Did you know that Utah is a great state for growing food? No matter where you are in Utah, you can probably find a farmer nearby. Some parts of Utah are flat, and have water nearby to grow crops that grow in the dirt like onions, potatoes, carrots, beets and turnips, or just above the dirt like tomatoes, eggplant, squash, zucchini, and cucumbers. Other parts of Utah are sloped places at the edges of big mountains, which creates the perfect place to grow fruit trees!

Farmer’s Markets are an easy place to meet the farmers, learn about how they grow the food, and probably taste something new! Some folks grow veggies and fruit, some raise animals to sell, and others make things like soap from goats milk, or knit with yarn spun from the wool of their sheep. Every market is different, so they are a fun place to stop, meet some farmers, and maybe learn about something new. There are markets all over Utah, so keep your eyes open!

Some farmers markets even offer Double Up Food Bucks, which means you can use your SNAP/EBT benefits at the market! This means that you, and your family, can get locally grown produce at its freshest, and the farmers get to sell what they’ve grown, which will keep their farm working and allow them to grow more! Find those markets here: https://www.uah.org/get-help/snap-farmers-market.

If going to the market seems like a big day with a lot to do, there are many things for kids to do at markets. They can practice their directions, reading signs, or using their manners when they talk to new people or buy something. Captain Create has a fun Scavenger hunt to help kids look around! Try it out and see how many things you can find at the next farmer’s market.

Around the World in 80 Plates: Caesar and His Salad

Have you ever wondered “Which Caesar?” when you’re eating a Caesar salad? Many people think of the former Roman ruler, Julius Caesar, who was also Cleopatra’s boyfriend when she began her reign of Egypt. While there is no proof that he didn’t make this particular salad, historians are pretty sure Julius Caesar was not a master salad maker.
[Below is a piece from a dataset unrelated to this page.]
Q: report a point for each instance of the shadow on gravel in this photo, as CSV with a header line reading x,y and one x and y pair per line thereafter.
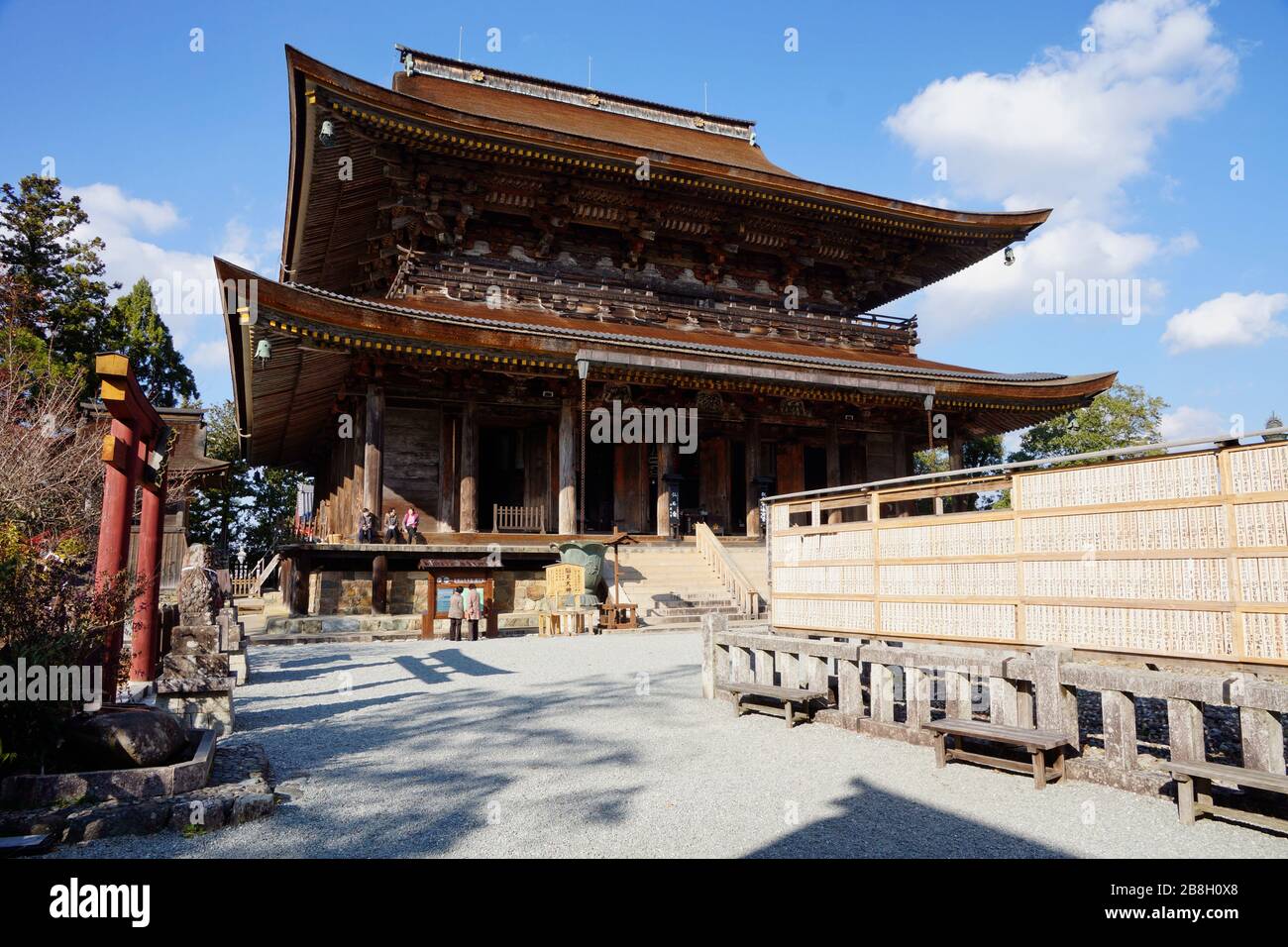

There are a few different stories claiming that their hero was the inventor of the Caesar salad, but there isn’t any proof to support any of them. The most popular origin story of the Caesar salad as we know it states that it was made with food and ingredients leftover from a busy weekend, because there were hungry customers in the cafe but very little food left. This story says that in 1924, Caesar Cardini, an Italian man running a restaurant in the Hotel Caesar in Tijuana, Mexico, had a cafe full of people celebrating the 4th of July, but no food for anything that was on his menu.

What was he to do?!

He gathered a few things that he thought would taste pretty good together, two big spoons, a big bowl, and he drove it all into the dining room on a cart. Once he was at their table, he tossed all the ingredients together in a showy demonstration of salad making. The customers were so happy that they came back again and again, and brought their friends too, so that they could have a salad made by Caesar. This is a pretty good story right? It might be true, and it might not be, since we don’t have any more proof than someone claiming they’d made it first. Either way, its a really good salad!

Caesar salads are still popular, and the dressing, or ready-made salads, are available nearly everywhere in the United States. It is a lot more fun to make it at home if you get to do a table-side toss, and serve it to the table though. Want to know how?
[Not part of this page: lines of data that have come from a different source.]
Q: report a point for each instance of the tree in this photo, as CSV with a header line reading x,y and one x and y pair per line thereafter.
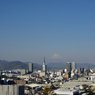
x,y
89,90
48,91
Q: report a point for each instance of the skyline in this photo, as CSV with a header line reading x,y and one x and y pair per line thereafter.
x,y
59,31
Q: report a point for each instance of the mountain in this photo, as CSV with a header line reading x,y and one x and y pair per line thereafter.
x,y
62,65
6,65
59,65
54,66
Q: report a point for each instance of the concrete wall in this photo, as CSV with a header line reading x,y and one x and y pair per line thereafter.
x,y
11,90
From left: Captain Sal Cillo, Maitre d’Hotel Mauricet Doligene, and Captain Richard Biely help each other out in creating the perfect Caeser. (photo by Libby Volgyes/ Special to the Palm Beach Post) Palm Beach Post

Start with the dressing: Add ingredients one or two and a time, stirring in between until you have it all mixed up. This does make enough for a big table of people!
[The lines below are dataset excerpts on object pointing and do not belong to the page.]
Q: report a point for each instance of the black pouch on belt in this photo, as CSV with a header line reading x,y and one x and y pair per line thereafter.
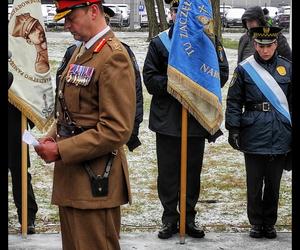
x,y
99,184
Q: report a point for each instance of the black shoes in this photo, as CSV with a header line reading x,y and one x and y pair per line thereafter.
x,y
167,230
270,232
194,231
31,229
256,231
Next add the lettuce; There is no set amount, just add what you’d like to eat, or enough for the number of people at the table. Toss the lettuce to coat them each with dressing, then stack the lettuce neatly on everyones plate. Add a sprinkle of cheese, a few croutons and a sprinkle of salt and pepper (if your guests agree to it) and voila! You’ve done a tableside salad service! Good job Chef!